Directed by Sam Liu
Another comic book adaptation, All Star Superman also carries over the visual style of its original artists, this time Frank Quitely and Jamie Grant. The look isn’t as striking as Public Enemies, but it’s still noticeable. They improved the animation a bit, but not so much the CG. This give and take makes it balance out about the same.
The film is a throwback to the olden days of comic books. All the crazy plot devices from comic’s Golden Age are brought back without shame, and that’s exactly how you’ll need to take this film. It’s full of harebrained events like an army of reptile monsters from the center of the Earth, Superman’s house key which was carved from a dwarf star and weighs half a million tons, or the audio book reader that Lex Luthor uses to dig a tunnel out of prison by reciting literature at incredibly high-pitched frequencies. Anyone who loves the good ol’ days of comic books will find tons to love about this film.

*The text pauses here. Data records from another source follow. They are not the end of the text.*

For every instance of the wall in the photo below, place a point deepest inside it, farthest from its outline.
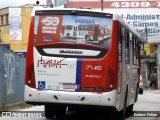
(12, 69)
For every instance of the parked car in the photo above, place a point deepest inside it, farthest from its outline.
(141, 85)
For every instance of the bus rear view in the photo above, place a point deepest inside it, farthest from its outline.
(70, 62)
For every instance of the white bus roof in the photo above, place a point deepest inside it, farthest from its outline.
(115, 16)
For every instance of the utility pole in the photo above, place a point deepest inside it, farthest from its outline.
(146, 31)
(102, 5)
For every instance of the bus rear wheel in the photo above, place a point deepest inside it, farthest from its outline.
(88, 38)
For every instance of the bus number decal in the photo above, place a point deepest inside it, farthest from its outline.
(81, 40)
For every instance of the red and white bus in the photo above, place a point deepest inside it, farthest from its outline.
(87, 31)
(64, 73)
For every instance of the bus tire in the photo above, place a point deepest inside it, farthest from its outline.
(61, 113)
(123, 112)
(49, 113)
(88, 38)
(68, 35)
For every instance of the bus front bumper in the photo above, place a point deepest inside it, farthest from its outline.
(67, 97)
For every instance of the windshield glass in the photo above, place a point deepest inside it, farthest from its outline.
(73, 28)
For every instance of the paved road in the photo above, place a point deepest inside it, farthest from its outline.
(149, 101)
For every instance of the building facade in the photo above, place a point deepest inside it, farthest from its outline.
(14, 27)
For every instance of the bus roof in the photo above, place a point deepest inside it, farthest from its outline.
(115, 17)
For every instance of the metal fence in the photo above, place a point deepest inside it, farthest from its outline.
(12, 70)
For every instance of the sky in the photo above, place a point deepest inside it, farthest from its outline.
(7, 3)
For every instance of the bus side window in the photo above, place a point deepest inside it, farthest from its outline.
(120, 43)
(127, 51)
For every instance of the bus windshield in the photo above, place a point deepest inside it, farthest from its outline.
(73, 28)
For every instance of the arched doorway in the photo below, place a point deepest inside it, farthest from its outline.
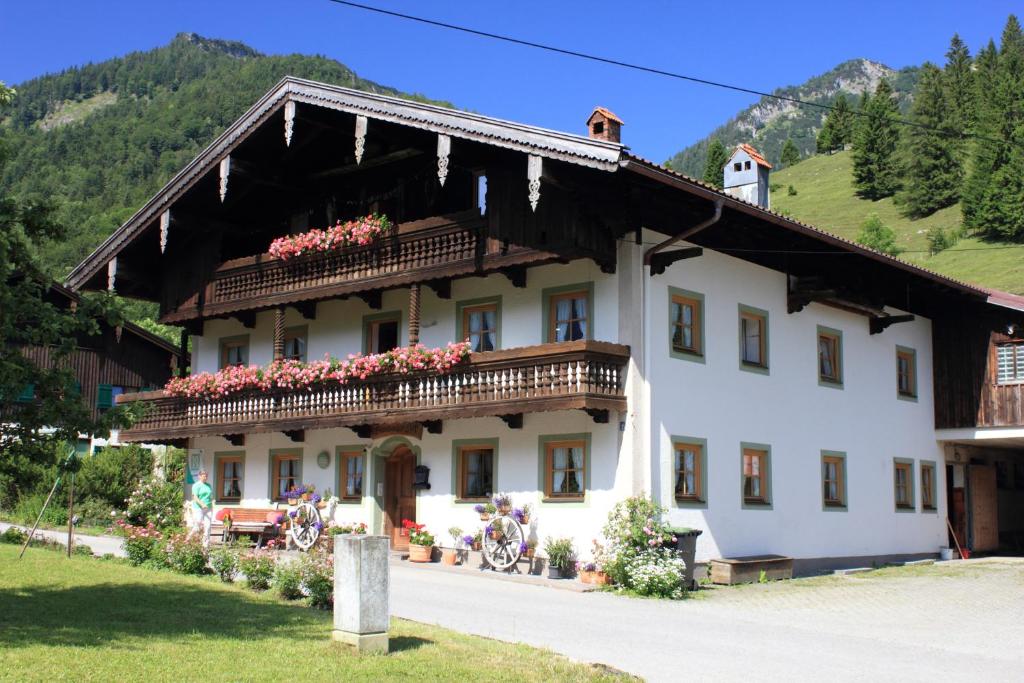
(399, 497)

If this kind of implausible campy fun makes your eyes roll, however, then you aren’t going to enjoy this much. But I say to those people: Superman is an alien who conveniently looks exactly like a human and gains incredible superpowers from sunbathing. How can you whine about having a serious storyline when his entire concept is absurd? This film imagines the wild excesses of the Golden Age as half homage, half modernization, half philosophical musing, and a hefty dollop of parody. Nowhere outside of an anthology of old comic books will you find so many improbable plot devices in one spot than here.

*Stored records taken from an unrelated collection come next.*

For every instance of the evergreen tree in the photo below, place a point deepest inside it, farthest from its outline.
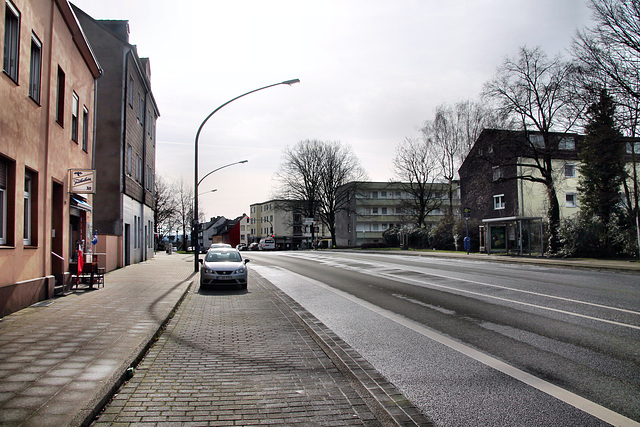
(602, 157)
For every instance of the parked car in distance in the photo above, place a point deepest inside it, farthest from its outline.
(223, 266)
(204, 249)
(267, 244)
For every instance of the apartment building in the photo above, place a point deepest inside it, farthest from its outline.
(125, 144)
(47, 117)
(282, 220)
(375, 207)
(514, 209)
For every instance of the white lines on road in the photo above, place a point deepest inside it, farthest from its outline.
(563, 395)
(375, 270)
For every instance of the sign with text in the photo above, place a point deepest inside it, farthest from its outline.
(82, 181)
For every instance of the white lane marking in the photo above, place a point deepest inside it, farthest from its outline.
(452, 288)
(579, 402)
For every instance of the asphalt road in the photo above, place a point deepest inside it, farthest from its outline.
(477, 343)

There’s a lot more thought going into these events than is immediately apparent. Even the title itself is more appropriate to the plot than at first glance. Stars, the sun in specific, tie into the plot in a big way. At the beginning of the film, Superman gets a little too close to the sun and absorbs too much energy. It makes him even more powerful than before, but that power is more than he can handle, and his cells start to self-destruct from all that energy. Superman is dying. The film is less an action/adventure tale than it is a character study of the Man of Steel in his final days.
That character is one of calm acceptance. In fact, Supes is not very concerned about much of anything. The dude is as chill as his own ice-breath. Even when some Kryptonians show up and break the moon, his reaction doesn’t have much emotion. I can understand that when it’s almost impossible to hurt a guy, he might stop worrying about stuff, but I couldn’t help thinking they took it a bit too far. Especially since the plot is a rather scattered collection of events. The combination winds up making the film go about as fast as water flows uphill. There’s a lot to entertain, but there doesn’t seem to be any connecting thread until the end, and even that connection requires some contemplation. You’ll spend most of your time wondering where the hell this film is going.
So the film does have a few problems. I still had a good time with it, though. People who want a modern, no-nonsense, non-camp superhero action film are going to be very disappointed, but if you are a fan of the bygone era of comic books that were all about pure, unrestricted fun, then there’s a lot to love about this movie, even if it does stumble a few times along the way. Besides, it’s not like those old comics never stumbled either. So take Superman’s attitude. Just sit back, let it roll on by, and enjoy the fun for what it is.